Swana chuckled softly beside him, her eyes running up and down Jorghan's new form—from the sharp lines of his jaw to the corded muscles along his arms.
"You've changed," she said, her voice smooth, laced with quiet awe.
"You don't just look taller… you feel taller. Like the air bends for you."
Sik'ra snorted. "That's just his ego finally manifesting physically."
Swana ignored him and took a step closer, her head barely reaching his chest now.
"You were already dangerous, Jorghan," she murmured.
"Now you look like a damn god carved out of red stone."
Jorghan gave her a faint smirk. "That sounds like flattery."
"It's not," she said, circling him once, her eyes tracing the faint mana aura shimmering like crimson mist.
"It's observation. The clans won't take kindly to this—you standing over them like some divine judgment."
"Then they can look up," Jorghan said flatly.
Sik'ra laughed, clapping his shoulder, though his hand barely reached. "Careful, big guy, or the trees will start worshiping you next."
Swana smiled faintly at that, but her gaze never left Jorghan. "Maybe they already do."
"I didn't know the Sol'vur elves looked like this."
"Even I didn't know. I never saw my father in such form. He always looked like a human to me."
Swana said, "They lived like that for years. It must have become normal for him."
"I guess."
Sarhita helped Scarlett sit more comfortably, then looked at Jorghan with an expression that asked the question none of them wanted to voice: What happens now?
"We need to leave," Jorghan said, standing.
"That shuttle that escaped will report what happened here. Earth's military will respond, probably with overwhelming force. And the Empire..." He trailed off, sensing something in the distance. "The Empire already has forces nearby."
*
Imperial Encampment - Eastern Wilderness Border
The Imperial garrison Jorghan had spotted earlier remained untouched by the battle, positioned far enough from the IPMF base that the destruction had been distant thunder rather than an immediate threat.
But they'd seen the smoke. Heard the explosions. Watched through enhanced optics as impossible things happened at the human encampment.
Right now, a ship descended with the precision expected of Imperial military craft, its black hull reflecting no light, its approach completely silent despite its size.
It settled on the edge of the place near where Yvonne had established the temporary garrison, landing struts extending to distribute weight across the unstable ground.
The boarding ramp lowered, and they emerged.
First came the Haelves, that's what they were called, eight feet of engineered perfection, their bodies a disturbing fusion of human and elven physiology. They moved with inhuman grace, their proportions subtly wrong in ways that triggered instinctive unease in anyone who looked at them directly.

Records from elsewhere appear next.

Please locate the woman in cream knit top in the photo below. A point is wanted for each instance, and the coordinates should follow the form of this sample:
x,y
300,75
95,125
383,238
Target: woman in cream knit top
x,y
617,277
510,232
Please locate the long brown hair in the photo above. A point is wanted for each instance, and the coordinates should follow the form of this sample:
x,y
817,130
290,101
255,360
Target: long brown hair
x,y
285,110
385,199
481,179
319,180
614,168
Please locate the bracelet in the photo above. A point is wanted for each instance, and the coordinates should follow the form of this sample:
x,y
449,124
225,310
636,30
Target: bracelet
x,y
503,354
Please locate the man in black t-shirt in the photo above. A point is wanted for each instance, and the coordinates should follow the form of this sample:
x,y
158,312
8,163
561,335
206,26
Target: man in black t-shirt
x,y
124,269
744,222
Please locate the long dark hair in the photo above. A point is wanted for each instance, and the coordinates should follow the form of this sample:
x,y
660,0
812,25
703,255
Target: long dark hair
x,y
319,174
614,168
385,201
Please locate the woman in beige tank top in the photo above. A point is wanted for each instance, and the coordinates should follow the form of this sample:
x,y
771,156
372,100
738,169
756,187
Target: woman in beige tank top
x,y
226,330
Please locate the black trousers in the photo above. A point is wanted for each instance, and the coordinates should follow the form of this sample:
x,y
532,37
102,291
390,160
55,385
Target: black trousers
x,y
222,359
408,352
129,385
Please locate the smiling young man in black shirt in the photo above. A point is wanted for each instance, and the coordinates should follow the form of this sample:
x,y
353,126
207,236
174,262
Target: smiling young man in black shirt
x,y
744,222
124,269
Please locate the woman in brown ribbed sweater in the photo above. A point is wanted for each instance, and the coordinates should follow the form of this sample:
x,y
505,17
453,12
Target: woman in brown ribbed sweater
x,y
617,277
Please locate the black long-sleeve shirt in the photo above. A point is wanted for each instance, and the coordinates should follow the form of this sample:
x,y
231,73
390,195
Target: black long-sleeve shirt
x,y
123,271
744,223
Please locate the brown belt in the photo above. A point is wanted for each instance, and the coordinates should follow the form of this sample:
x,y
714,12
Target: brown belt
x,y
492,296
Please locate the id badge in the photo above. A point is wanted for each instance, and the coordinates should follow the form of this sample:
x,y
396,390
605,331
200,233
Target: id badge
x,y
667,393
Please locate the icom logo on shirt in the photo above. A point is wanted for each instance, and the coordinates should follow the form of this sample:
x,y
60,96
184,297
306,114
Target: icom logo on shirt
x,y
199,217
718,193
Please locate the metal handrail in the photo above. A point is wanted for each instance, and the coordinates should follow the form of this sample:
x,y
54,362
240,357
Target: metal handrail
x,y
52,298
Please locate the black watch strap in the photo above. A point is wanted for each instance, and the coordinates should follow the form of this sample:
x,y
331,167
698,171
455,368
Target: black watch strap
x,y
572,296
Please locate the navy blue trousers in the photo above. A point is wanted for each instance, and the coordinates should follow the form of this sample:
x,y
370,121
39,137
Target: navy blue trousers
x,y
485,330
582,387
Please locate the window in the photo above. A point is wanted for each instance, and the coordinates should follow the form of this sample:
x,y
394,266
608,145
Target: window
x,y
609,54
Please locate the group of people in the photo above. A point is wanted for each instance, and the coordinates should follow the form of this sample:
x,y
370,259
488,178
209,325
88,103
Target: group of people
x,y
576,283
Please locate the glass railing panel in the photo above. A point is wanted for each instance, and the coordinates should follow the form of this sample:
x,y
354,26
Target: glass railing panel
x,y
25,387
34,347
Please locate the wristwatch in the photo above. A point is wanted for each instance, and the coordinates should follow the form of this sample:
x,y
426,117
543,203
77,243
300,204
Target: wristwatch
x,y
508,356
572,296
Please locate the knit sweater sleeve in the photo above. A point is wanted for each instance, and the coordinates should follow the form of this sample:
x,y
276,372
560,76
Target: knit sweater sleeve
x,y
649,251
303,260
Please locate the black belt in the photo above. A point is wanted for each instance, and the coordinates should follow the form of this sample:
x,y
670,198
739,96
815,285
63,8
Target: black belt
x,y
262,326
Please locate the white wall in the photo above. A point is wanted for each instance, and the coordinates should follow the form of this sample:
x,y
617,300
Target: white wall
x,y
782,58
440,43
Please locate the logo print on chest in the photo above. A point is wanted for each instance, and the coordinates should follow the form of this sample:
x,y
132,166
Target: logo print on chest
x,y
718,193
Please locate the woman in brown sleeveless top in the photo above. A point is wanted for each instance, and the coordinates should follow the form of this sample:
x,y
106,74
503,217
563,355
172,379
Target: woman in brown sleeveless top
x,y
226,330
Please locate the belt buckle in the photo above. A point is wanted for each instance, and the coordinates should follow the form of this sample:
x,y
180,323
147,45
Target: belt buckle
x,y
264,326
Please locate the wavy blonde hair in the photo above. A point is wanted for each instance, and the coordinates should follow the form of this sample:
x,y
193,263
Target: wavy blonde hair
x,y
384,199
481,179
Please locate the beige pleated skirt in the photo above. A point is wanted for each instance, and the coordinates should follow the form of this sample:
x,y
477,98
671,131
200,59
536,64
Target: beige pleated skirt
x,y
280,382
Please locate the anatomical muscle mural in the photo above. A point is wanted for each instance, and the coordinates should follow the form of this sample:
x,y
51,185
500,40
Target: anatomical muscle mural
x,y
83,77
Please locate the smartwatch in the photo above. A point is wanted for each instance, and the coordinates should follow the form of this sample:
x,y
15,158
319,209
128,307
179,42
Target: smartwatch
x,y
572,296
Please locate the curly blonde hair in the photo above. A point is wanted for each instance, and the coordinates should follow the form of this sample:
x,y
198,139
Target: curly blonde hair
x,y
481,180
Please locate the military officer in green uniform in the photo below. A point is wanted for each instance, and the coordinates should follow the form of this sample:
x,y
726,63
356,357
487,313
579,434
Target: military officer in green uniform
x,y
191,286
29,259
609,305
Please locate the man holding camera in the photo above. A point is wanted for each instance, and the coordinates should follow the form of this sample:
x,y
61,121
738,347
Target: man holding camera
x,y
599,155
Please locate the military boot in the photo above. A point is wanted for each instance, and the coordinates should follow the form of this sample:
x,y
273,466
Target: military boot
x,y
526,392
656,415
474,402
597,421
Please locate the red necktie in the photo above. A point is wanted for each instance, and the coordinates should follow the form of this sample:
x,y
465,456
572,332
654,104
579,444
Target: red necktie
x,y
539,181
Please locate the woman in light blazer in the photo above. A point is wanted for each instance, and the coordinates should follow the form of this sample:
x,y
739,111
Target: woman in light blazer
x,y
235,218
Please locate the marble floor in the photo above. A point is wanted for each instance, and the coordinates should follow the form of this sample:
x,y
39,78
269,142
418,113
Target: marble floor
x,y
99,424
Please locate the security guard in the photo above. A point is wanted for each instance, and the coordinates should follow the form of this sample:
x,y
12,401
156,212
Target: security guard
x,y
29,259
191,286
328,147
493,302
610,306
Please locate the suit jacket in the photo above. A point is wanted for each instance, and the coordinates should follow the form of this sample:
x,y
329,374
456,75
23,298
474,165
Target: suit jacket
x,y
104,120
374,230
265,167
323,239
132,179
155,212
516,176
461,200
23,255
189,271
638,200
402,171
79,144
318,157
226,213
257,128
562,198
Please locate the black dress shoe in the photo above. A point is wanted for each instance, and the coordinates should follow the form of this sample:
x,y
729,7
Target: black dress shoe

There were six of them, each clad in armor that combined Imperial technology with organic components that seemed to be grown rather than forged. Their faces were beautiful in the way that predators were beautiful—sharp features, large eyes that tracked movement with predatory focus, and expressions that suggested intelligence without empathy.
They were weapons.
Living, breathing weapons created through the Empire's experimentation with elven genetics and human biology. The result was something that possessed the physical capabilities of elves—their strength, speed, and magical affinity—while maintaining human adaptability and ruthlessness.